PASTA GIARDINIERA (ebook)
The headnote says this recipe is the author’s answer to pasta primavera. Truth is, it is way better than pasta primavera. For this recipe you first need to make the Carmine’s marinara sauce, which is chapter 8. Then for this recipe, you will sauté onions and a garlic in a generous amount of olive oil. The recipe has you add both at once, but I added the onions first and the garlic later, to keep the garlic from getting too browned. Then goes in mushrooms, zucchini, prosciutto, basil, and parsley. I just omitted the prosciutto, and didn’t miss it, but maybe next time I will included some sun-dried tomatoes for a little umami hit. You add some of the marinara sauce, heavy cream (I made a vegan heavy cream from cashews blended with a high-protein plant milk), and chicken stock (used a vegan stock). Simmer that for a while, then add in romano cheese (I used vegan parm here) and frozen peas.
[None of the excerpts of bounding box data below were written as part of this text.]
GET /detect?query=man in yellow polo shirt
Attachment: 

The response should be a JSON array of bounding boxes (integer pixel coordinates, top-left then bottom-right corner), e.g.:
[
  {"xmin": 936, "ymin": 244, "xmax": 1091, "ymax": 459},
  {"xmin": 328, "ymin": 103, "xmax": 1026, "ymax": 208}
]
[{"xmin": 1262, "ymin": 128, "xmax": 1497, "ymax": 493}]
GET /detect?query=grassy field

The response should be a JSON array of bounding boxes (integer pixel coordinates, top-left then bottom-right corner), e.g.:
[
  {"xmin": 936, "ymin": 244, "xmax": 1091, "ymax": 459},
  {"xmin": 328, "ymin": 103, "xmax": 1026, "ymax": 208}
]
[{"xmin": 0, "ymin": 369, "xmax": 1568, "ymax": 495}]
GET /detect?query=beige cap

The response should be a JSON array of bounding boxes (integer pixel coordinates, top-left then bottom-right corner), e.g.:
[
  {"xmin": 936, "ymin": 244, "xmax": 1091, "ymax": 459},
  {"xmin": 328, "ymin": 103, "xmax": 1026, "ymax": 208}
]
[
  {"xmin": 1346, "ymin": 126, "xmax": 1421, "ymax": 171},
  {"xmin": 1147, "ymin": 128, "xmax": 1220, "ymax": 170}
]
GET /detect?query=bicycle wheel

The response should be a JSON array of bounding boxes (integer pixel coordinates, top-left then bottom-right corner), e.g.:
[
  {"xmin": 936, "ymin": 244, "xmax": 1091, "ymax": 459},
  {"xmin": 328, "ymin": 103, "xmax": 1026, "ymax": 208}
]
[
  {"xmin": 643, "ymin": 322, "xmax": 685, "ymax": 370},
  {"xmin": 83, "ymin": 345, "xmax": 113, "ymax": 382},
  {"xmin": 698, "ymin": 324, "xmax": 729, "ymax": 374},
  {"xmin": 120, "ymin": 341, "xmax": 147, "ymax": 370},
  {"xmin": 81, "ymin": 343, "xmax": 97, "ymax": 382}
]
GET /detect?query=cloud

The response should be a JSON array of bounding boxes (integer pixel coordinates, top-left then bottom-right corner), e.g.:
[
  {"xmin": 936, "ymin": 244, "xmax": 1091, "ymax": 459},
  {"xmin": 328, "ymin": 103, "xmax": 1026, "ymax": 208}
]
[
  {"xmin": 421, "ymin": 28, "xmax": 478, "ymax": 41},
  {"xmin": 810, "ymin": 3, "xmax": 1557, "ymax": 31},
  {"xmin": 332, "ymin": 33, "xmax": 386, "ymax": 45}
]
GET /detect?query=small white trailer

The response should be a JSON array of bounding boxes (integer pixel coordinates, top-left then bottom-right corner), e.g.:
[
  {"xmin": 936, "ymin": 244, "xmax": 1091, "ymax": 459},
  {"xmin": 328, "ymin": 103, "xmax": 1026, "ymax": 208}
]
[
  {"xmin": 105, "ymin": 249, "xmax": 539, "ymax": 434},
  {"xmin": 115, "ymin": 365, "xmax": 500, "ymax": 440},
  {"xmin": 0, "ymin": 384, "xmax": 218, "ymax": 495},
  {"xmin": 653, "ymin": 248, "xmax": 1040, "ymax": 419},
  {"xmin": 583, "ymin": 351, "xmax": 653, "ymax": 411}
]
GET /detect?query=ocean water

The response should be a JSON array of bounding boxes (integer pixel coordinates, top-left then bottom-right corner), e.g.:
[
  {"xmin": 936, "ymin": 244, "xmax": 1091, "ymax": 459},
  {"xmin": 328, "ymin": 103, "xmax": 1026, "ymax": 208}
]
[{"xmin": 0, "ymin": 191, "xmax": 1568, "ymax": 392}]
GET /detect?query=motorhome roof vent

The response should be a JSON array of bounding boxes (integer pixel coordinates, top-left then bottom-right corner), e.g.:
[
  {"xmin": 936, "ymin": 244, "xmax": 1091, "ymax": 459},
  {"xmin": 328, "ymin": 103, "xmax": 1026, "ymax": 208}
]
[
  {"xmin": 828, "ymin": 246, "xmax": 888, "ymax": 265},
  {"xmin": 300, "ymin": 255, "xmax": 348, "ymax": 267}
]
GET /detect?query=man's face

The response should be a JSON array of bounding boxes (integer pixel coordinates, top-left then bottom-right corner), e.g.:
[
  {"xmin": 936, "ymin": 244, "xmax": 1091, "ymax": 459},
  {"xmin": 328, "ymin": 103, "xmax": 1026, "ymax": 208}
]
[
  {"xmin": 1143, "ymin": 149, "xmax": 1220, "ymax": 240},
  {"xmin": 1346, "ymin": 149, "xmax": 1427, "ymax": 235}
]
Meanwhile, you bring water to boil, and boil some broccoli for about 4 minutes. Remove the broccoli with a slotted spoon, and stir into the sauce. Let the sauce sit while you then cook the pasta in the same water. You spoon the sauce over cooked pasta, or, if you are me, you toss it all together. More grated cheese is supposed to be served with, but I added all the cheese to the sauce.
We liked this a lot. If you had a big batch of marinara already made, it would be pretty quick to whip this up. I had to make the marinara first, which added time. I served this with a chickpea/lentil rotini. We’re off to a pretty good start with this book!